CSA Loom — Persistence, chargeback, and multi-DLZ deployment¶
The three operational questions every Loom customer asks once they get past the first deploy. Honest answers with file-evidence pointers so platform engineers can verify each claim themselves.
1. Where does CSA Loom data live? Is it persistent?¶
Short answer: yes, persistent. Container restarts lose nothing.
Every piece of Loom state — workspaces, items, folders, tabs, audit events, share grants, permissions, user preferences, comments, notifications — lives in Cosmos DB, not in the Container App's memory. The Container App is stateless; killing it and rolling a new revision loses zero data.

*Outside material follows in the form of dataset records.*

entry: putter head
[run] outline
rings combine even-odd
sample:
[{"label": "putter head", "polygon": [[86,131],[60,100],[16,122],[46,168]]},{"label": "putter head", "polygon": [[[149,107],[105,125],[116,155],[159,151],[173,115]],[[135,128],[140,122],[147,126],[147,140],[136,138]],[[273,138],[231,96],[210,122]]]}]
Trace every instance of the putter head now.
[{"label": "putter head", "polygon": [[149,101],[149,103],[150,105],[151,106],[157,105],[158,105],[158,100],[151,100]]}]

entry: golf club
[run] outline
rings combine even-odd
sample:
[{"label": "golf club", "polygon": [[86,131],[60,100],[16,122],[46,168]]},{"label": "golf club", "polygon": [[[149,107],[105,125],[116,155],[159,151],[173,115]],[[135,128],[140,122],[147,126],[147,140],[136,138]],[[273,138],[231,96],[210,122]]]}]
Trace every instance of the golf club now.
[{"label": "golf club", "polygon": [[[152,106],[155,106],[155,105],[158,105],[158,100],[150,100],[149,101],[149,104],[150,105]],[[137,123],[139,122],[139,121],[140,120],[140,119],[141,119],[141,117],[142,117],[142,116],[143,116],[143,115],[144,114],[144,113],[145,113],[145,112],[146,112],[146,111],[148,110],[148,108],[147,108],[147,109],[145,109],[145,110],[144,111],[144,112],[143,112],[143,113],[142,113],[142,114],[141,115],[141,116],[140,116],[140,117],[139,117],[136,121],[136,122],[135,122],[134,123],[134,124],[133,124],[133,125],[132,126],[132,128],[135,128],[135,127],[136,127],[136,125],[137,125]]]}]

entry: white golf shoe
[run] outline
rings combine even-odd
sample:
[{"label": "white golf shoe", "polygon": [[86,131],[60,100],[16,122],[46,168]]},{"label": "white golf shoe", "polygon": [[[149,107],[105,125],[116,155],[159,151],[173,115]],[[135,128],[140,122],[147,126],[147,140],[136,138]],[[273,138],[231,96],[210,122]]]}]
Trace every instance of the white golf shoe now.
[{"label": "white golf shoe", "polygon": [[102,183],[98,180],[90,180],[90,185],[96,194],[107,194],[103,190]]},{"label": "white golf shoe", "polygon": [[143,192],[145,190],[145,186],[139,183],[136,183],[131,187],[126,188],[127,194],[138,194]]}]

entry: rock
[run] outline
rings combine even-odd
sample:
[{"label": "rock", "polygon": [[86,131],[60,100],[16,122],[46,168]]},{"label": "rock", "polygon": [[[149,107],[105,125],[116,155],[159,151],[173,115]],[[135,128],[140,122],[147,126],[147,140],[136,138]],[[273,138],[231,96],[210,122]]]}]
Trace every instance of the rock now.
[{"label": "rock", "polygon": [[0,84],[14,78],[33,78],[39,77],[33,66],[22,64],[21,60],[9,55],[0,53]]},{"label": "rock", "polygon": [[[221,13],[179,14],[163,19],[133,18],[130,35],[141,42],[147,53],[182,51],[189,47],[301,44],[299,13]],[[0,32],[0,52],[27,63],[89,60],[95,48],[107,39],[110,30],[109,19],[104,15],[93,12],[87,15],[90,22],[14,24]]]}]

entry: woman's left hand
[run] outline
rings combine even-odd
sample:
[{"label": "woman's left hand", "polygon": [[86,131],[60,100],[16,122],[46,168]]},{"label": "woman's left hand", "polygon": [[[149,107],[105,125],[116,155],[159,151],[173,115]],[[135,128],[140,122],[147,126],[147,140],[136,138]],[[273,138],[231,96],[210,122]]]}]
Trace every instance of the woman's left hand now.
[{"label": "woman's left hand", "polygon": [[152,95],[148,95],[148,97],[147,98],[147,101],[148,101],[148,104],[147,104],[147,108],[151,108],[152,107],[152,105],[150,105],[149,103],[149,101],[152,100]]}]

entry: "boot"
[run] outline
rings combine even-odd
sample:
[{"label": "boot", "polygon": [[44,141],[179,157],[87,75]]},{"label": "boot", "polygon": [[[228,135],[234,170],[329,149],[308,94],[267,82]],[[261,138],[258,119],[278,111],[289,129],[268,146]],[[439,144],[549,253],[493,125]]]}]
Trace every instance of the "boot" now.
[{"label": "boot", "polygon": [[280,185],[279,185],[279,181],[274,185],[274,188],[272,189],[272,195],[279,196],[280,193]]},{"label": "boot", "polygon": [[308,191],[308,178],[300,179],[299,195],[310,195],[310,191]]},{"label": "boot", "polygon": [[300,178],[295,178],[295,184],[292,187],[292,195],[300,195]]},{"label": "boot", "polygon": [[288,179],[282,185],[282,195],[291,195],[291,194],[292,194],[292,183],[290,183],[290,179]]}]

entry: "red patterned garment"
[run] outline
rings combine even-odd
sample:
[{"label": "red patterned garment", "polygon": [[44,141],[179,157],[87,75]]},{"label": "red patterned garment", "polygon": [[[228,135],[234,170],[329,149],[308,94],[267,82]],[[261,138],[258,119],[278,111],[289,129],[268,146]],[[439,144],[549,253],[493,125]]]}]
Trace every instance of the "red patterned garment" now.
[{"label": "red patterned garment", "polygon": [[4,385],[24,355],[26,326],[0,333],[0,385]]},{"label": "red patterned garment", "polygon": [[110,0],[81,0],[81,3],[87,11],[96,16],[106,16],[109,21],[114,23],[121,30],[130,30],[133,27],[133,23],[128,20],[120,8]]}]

Cosmos containers (17, all provisioned by the bicep cosmos.bicep module)¶
| Container | Partition key | What lives there |
|---|---|---|
workspaces | /tenantId | Workspace documents (name, description, capacity, domain, owner, timestamps) |
items | /workspaceId | Item documents per workspace (every "+ New item" creates one) |
folders | /workspaceId | Workspace tree folder structure |
workspace-permissions | /workspaceId | Workspace RBAC role bindings |
workspace-git | /workspaceId | Per-workspace Git connection config |
apps-catalog | /tenantId | Per-tenant installable apps catalog |
workloads-catalog | /tenantId | Per-tenant enabled workloads |
tenant-themes | /tenantId | Per-tenant branding |
tenant-settings | /tenantId | Per-tenant toggles (e.g. LOOM_GRAPH_USERS_ENABLED opt-in) |
marketplace-listings | /tenantId | Published data products (auto-populated when workspace gets a domain) |
audit-log | /itemId | Per-item audit events (created/edited/shared/etc.) |
comments | /itemId | Per-item comments |
shares | /itemId | Per-item share-link tokens |
notifications | /userId | Per-user notifications |
user-prefs | /userId | Per-user UI preferences (theme, dismissed Learn drawers, etc.) |
tabs-state | /userId | Per-user open-tabs state (the Fabric-parity tab strip) |
search-history | /userId | Per-user search history |
downloads | /userId | Per-user download history |
copilot-sessions | /sessionId | Cross-item Copilot orchestrator conversation history |
copilot-help-sessions | /userId | Help Copilot widget conversation history |
Where the containers are defined: apps/fiab-console/lib/azure/cosmos-client.ts:55-103 — every container is created idempotently on first BFF call (createIfNotExists). The bicep at platform/fiab/bicep/modules/landing-zone/cosmos.bicep provisions the Cosmos account + DB.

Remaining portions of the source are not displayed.